Celebrate!! You are as ready as you can be. Keep a good thought that your family will never need to use this kit and be comforted that you have done everything you can to survive until help can get to you.

Keeping Ready – Maintaining the Desired State Readiness:

  1. Have the conversations. Maybe when the Captain role changes to another family member.
  2. The Captain should review the contents of the Kit from time to time and rotate material out and replace it based upon expiration dates and other variables. Things change. Family members have changing needs or circumstances.
  3. Does the Kit need to be adjusted based upon changes in the family?
  4. Do the one hour drill. Assess results and adjust kit or plan.
  5. Celebrate after every drill and talk about what you learned together.
  6. REPEAT!

Resources (and almost all of these have additional resources within them):

FEMA – Ready – Build a Kit site – This a clear concise guide from FEMA

FEMA – Kit Check List– This is FEMA’s printable Kit Check List

Be Prepared California – Be Prepared site A California specific guide slanted a bit towards fires and earthquakes but it talks to business and school preparedness as well as individual. Hey, with fracking and such it may be more applicable than I originally thought. 

Prepare for Emergencies Now: For Pet Owners– Helpful FEMA guide 

Prepare for Emergencies Now: For People with Disabilities–  Helpful FEMA guide

BankRate – What to do after a natural disaster – This is a commercial guide with an agenda which also contains some clear guidance that may be helpful when and if you find you and your family in a natural disaster situation.

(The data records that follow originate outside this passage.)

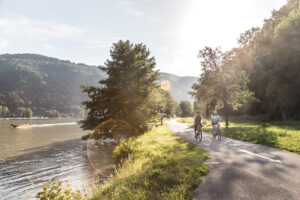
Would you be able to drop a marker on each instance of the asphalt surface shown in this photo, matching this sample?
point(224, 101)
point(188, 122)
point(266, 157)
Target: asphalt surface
point(242, 170)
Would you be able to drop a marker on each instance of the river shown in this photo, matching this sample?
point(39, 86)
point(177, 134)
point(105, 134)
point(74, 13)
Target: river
point(47, 150)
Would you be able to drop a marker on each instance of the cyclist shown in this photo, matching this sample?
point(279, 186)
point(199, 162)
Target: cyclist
point(215, 118)
point(197, 121)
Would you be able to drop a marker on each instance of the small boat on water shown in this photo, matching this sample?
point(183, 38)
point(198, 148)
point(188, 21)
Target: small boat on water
point(20, 125)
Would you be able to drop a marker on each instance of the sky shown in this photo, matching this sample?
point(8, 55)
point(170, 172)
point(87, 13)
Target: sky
point(83, 31)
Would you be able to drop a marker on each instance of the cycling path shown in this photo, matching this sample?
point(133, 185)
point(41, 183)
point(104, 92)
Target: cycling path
point(242, 170)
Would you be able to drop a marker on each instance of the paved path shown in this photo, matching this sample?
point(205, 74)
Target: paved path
point(242, 170)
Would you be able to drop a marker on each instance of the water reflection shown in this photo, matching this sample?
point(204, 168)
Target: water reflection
point(31, 157)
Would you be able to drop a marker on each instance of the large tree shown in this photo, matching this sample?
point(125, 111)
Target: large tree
point(270, 56)
point(222, 81)
point(129, 92)
point(186, 108)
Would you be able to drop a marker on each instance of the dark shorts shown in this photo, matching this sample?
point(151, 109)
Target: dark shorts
point(195, 126)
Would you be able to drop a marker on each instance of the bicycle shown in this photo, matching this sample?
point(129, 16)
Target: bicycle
point(198, 133)
point(217, 131)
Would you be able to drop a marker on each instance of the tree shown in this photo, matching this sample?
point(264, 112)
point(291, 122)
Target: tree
point(222, 82)
point(169, 104)
point(129, 92)
point(186, 108)
point(270, 56)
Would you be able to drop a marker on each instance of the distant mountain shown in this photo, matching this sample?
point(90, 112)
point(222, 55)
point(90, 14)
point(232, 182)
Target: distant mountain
point(42, 83)
point(180, 86)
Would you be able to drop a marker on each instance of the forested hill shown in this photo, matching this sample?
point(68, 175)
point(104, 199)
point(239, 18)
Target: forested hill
point(180, 86)
point(271, 57)
point(42, 84)
point(36, 83)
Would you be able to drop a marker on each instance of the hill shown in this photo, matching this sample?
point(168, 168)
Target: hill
point(180, 86)
point(36, 83)
point(42, 83)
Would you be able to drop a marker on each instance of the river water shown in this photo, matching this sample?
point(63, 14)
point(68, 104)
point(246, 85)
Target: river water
point(49, 149)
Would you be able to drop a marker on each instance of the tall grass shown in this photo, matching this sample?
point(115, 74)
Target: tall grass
point(156, 165)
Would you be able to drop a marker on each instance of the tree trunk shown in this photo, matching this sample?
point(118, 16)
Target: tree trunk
point(225, 109)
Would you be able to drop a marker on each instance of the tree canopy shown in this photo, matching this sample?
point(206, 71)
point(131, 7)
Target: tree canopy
point(129, 93)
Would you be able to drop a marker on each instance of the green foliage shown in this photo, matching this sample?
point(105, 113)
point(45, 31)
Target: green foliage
point(129, 93)
point(156, 165)
point(56, 191)
point(270, 56)
point(222, 81)
point(189, 120)
point(42, 83)
point(24, 112)
point(186, 108)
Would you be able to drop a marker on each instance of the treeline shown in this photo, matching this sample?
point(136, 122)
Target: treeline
point(262, 76)
point(130, 92)
point(41, 86)
point(271, 57)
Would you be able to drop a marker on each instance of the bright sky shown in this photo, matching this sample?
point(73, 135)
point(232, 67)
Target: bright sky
point(83, 30)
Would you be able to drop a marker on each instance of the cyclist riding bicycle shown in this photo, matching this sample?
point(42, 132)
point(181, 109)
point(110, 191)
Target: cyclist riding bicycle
point(197, 121)
point(215, 118)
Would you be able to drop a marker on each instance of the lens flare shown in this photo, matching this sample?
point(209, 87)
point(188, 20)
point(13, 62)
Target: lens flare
point(165, 85)
point(100, 146)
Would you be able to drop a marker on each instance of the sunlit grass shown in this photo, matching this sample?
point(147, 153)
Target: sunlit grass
point(156, 165)
point(284, 135)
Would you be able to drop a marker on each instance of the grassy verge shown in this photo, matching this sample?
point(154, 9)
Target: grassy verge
point(284, 135)
point(186, 120)
point(156, 165)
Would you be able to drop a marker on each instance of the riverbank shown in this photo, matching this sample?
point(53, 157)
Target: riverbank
point(156, 165)
point(283, 135)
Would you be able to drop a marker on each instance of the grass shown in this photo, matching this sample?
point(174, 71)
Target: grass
point(186, 120)
point(283, 135)
point(156, 165)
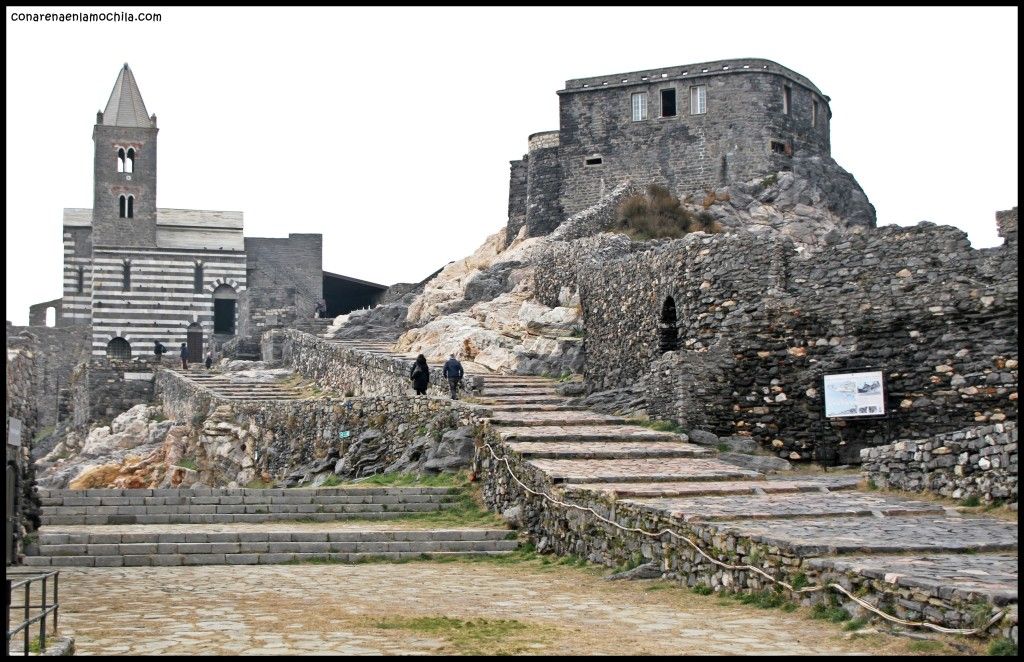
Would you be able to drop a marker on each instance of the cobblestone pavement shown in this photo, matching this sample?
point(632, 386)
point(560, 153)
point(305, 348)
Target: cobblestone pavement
point(332, 610)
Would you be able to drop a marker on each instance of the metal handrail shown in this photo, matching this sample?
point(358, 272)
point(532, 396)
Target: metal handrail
point(45, 608)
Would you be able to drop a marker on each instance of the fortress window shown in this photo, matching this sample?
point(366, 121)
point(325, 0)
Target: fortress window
point(639, 106)
point(668, 102)
point(698, 99)
point(119, 348)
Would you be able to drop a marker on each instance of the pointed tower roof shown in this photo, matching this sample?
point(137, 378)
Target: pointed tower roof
point(125, 108)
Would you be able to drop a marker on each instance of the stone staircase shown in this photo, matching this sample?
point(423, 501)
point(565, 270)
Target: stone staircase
point(103, 528)
point(221, 384)
point(921, 553)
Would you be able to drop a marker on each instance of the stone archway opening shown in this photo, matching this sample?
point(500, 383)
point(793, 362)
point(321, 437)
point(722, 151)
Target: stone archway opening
point(195, 342)
point(223, 309)
point(668, 327)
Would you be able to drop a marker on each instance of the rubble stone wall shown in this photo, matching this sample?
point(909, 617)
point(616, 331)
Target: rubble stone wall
point(978, 461)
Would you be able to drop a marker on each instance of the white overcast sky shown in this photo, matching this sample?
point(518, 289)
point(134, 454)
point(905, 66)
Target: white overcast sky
point(389, 129)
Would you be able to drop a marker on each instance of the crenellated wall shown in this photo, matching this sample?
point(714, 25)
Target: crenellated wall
point(936, 316)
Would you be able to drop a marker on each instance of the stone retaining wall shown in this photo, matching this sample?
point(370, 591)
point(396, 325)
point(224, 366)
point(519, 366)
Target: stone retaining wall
point(977, 461)
point(937, 317)
point(566, 531)
point(242, 441)
point(354, 372)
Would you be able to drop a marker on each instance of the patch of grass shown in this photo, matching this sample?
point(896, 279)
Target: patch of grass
point(659, 214)
point(474, 636)
point(763, 598)
point(827, 613)
point(925, 646)
point(1001, 647)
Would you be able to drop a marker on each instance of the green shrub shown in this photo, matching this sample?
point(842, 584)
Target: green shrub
point(1003, 647)
point(659, 214)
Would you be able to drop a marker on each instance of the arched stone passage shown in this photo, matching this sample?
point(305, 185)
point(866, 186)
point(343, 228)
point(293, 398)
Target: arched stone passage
point(195, 342)
point(119, 348)
point(223, 309)
point(668, 327)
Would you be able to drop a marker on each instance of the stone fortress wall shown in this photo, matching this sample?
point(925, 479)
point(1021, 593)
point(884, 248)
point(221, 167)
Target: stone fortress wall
point(753, 117)
point(759, 324)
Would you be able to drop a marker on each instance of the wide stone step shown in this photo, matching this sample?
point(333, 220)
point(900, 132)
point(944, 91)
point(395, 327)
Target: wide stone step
point(80, 501)
point(584, 433)
point(644, 470)
point(284, 535)
point(488, 391)
point(878, 535)
point(606, 450)
point(534, 419)
point(767, 506)
point(354, 490)
point(968, 578)
point(711, 488)
point(272, 508)
point(193, 518)
point(507, 401)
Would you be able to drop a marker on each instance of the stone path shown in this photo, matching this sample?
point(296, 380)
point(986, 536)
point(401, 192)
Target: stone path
point(335, 610)
point(821, 519)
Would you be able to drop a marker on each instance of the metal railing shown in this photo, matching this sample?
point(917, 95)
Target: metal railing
point(45, 607)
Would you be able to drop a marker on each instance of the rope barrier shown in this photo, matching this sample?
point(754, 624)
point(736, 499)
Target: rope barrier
point(808, 589)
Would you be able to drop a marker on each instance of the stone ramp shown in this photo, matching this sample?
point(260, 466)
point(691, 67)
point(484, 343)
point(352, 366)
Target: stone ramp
point(843, 535)
point(790, 505)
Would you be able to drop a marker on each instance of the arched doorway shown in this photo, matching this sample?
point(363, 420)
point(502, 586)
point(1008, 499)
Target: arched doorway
point(195, 342)
point(668, 328)
point(223, 309)
point(119, 348)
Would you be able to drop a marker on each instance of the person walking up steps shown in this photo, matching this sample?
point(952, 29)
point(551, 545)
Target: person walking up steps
point(453, 372)
point(420, 374)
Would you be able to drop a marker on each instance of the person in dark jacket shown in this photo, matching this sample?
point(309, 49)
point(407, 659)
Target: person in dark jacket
point(420, 374)
point(453, 372)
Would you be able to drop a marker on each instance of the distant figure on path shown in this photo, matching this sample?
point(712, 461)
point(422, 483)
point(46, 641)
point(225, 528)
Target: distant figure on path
point(420, 374)
point(453, 372)
point(159, 349)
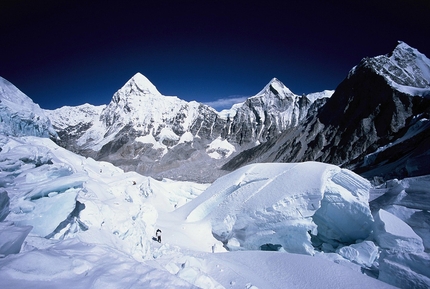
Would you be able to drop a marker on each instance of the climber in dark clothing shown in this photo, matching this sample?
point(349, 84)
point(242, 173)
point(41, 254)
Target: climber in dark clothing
point(158, 235)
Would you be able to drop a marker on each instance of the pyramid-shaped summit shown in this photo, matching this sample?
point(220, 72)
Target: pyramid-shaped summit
point(276, 87)
point(140, 84)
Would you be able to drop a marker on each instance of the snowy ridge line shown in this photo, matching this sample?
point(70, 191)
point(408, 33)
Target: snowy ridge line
point(267, 183)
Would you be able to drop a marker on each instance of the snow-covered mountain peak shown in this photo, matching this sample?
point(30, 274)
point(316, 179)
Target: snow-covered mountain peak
point(405, 69)
point(276, 88)
point(138, 85)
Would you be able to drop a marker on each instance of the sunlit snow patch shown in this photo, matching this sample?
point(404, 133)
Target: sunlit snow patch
point(286, 204)
point(220, 148)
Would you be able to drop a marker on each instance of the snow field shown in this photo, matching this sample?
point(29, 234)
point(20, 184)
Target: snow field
point(100, 223)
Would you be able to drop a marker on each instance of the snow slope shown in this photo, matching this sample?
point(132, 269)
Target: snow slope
point(108, 219)
point(19, 115)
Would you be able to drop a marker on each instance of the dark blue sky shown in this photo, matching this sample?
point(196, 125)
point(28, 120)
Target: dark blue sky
point(69, 53)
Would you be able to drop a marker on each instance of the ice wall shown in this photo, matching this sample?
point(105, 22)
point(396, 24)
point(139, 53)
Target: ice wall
point(286, 205)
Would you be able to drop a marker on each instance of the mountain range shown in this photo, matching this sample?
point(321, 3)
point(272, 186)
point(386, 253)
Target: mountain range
point(68, 220)
point(163, 136)
point(375, 123)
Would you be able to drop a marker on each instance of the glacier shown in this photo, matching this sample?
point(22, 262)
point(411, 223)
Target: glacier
point(102, 234)
point(20, 116)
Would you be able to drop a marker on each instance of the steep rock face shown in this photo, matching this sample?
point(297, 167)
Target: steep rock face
point(20, 116)
point(163, 136)
point(381, 108)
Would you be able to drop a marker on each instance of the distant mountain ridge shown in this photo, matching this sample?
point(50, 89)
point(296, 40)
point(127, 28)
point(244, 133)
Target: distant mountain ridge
point(164, 136)
point(376, 123)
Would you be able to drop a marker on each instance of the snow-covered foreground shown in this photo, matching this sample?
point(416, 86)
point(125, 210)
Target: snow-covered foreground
point(69, 221)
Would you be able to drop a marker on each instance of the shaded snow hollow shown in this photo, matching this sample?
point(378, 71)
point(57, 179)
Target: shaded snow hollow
point(112, 216)
point(285, 205)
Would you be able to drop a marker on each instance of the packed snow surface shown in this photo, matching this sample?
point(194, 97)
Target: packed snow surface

County of Los Angeles – Emergency Survival Guide– Another California specific document but very comprehensive, clear, concise and well organized. No matter where you are from reading and using the applicable parts of this guide will help you be safer in an emergency. This document might even be worth while to print out all and augment with your local data or add some of it to your Evacuation Kit.

How to Make a Survival Kit: A Complete Checklist: Montem Outdoor Gear – This is a Hiking Blog that has a good survival checklist and some very clear and concise kit building considerations. There is also a very interesting video on how you can make a toolset that fits into a “altoid” tin that could save your life if you are stranded without resources. I was very impressed when the folks managing the content for their website reached out. Their site is a helpful and interesting resource.